At the 66-acre site, groups of beige trailers encircle a giant white dining tent, a soccer field and a basketball court. There is a bright blue hospital tent with white bunk beds inside. A legal services trailer has the words “Bienvenidos,” or welcome, on a banner on its roof. There are trailers for classrooms, a barber shop, a hair salon. The facility has its own ambulances and firetrucks, as well as its own water supply.
The operation is based on a federal emergency management system, Weber said. The trailers are labeled with names like Alpha, Charlie and Echo. Staff wear matching black-and-white Tshirts displaying their roles: disaster case manager, incident support, emergency management.
The most colorful trailer at the entryway, where is flowers, butterflies and handmade posters still hang on its walls from Carrizo’s first opening in 2019.
HHS has 13,200 beds for children, having exploded in growth in the past four years — adding more than 80 facilities for a total of about 200. Weber said putting children in permanent shelters is preferable to the influx shelters like Carrizo, but nearly half of those beds are unusable in the pandemic.
As of Sunday, there were about 7,000 children in HHS custody, more than 90 percent capacity under pandemic-era requirements, Weber said. Carrizo is expected to close when the pandemic ends, he said.
“Every kid that comes into this program is a symptom of a broken immigration system,” said Weber, who has worked at HHS since 2012. “So today, we’ve got over 7,000 symptoms of a broken immigration system.”

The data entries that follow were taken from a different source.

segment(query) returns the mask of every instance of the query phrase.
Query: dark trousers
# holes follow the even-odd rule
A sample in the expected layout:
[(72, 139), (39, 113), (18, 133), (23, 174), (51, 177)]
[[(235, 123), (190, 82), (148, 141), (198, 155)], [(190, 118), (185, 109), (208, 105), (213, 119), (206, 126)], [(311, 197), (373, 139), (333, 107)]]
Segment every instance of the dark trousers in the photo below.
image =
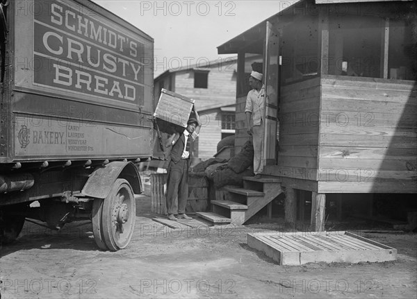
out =
[(170, 162), (167, 182), (167, 211), (169, 214), (184, 214), (188, 200), (188, 159), (175, 164)]

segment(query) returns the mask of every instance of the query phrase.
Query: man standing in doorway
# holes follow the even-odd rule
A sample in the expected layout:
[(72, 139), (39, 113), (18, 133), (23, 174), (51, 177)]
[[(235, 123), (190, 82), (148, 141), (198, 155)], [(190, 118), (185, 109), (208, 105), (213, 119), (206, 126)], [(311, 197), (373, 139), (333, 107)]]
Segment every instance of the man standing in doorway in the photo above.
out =
[[(199, 116), (194, 110), (195, 117), (188, 119), (187, 128), (182, 134), (177, 133), (171, 136), (165, 146), (172, 146), (168, 165), (167, 182), (167, 211), (168, 219), (191, 220), (186, 214), (188, 200), (188, 167), (190, 166), (190, 145), (198, 137), (201, 127)], [(177, 217), (175, 215), (178, 214)]]
[(255, 178), (260, 178), (263, 170), (262, 148), (265, 126), (265, 86), (262, 84), (262, 74), (253, 71), (249, 85), (252, 89), (246, 98), (246, 128), (247, 134), (253, 136), (254, 173)]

Weber said the facilities received a bad rap under the Trump administration because many people associated them with the detention centers run by Immigration and Customs Enforcement. But the children always received good care and that never wavered between administrations, he said.
The majority of child migrant facilities are subject to state licensing requirements; temporary influx centers like Carrizo are not. However, Weber said Carrizo would “meet or exceed” Texas licensing standards if applicable.
The influx facilities also cost more: about $775 a day per child compared with $290 a day for permanent centers.
Weber said the influx shelters keep children from ending up in Border Patrol stations, which have holding cells that were not designed for children. During the 2019 immigration surge, many migrants were stuck in overcrowded cells for prolonged periods that exceeded legal limits.
The detention centers overseen by ICE are reserved for adults or families and often are run by private prison companies. Carrizo Springs is run by the nonprofit BCFS Health and Human Services, a government contractor for the Office of Refugee Resettlement, the agency within HHS that focuses on unaccompanied children.
Most of these children arrive to the U.S. planning to reunite with sponsors — usually relatives or friends of the family. Office of Refugee Resettlement case managers work with the children to identify and do background checks on the sponsors. If cleared, children are released to live with them while they go through the immigration court process.
“When I read they were opening again, I cried,” said Rosey Abuabara, a San Antonio community activist who was arrested for protesting outside the Carrizo camp in 2019. “I consoled myself with the fact that it was considered the Cadillac of (migrant child) centers, but I don’t have any hope that Biden is going to make it better.”
She said despite what she’s heard about the camp’s amenities, the immense cost and scale of the Office of Refugee Resettlement operations points to a government program that profits from holding migrant children, who are shepherded in unmarked vans to remote areas with what she describes as little oversight.
Brandmiller, the lawyer, said people should take note of how these emergency shelters are often located in far-flung locations away from public view.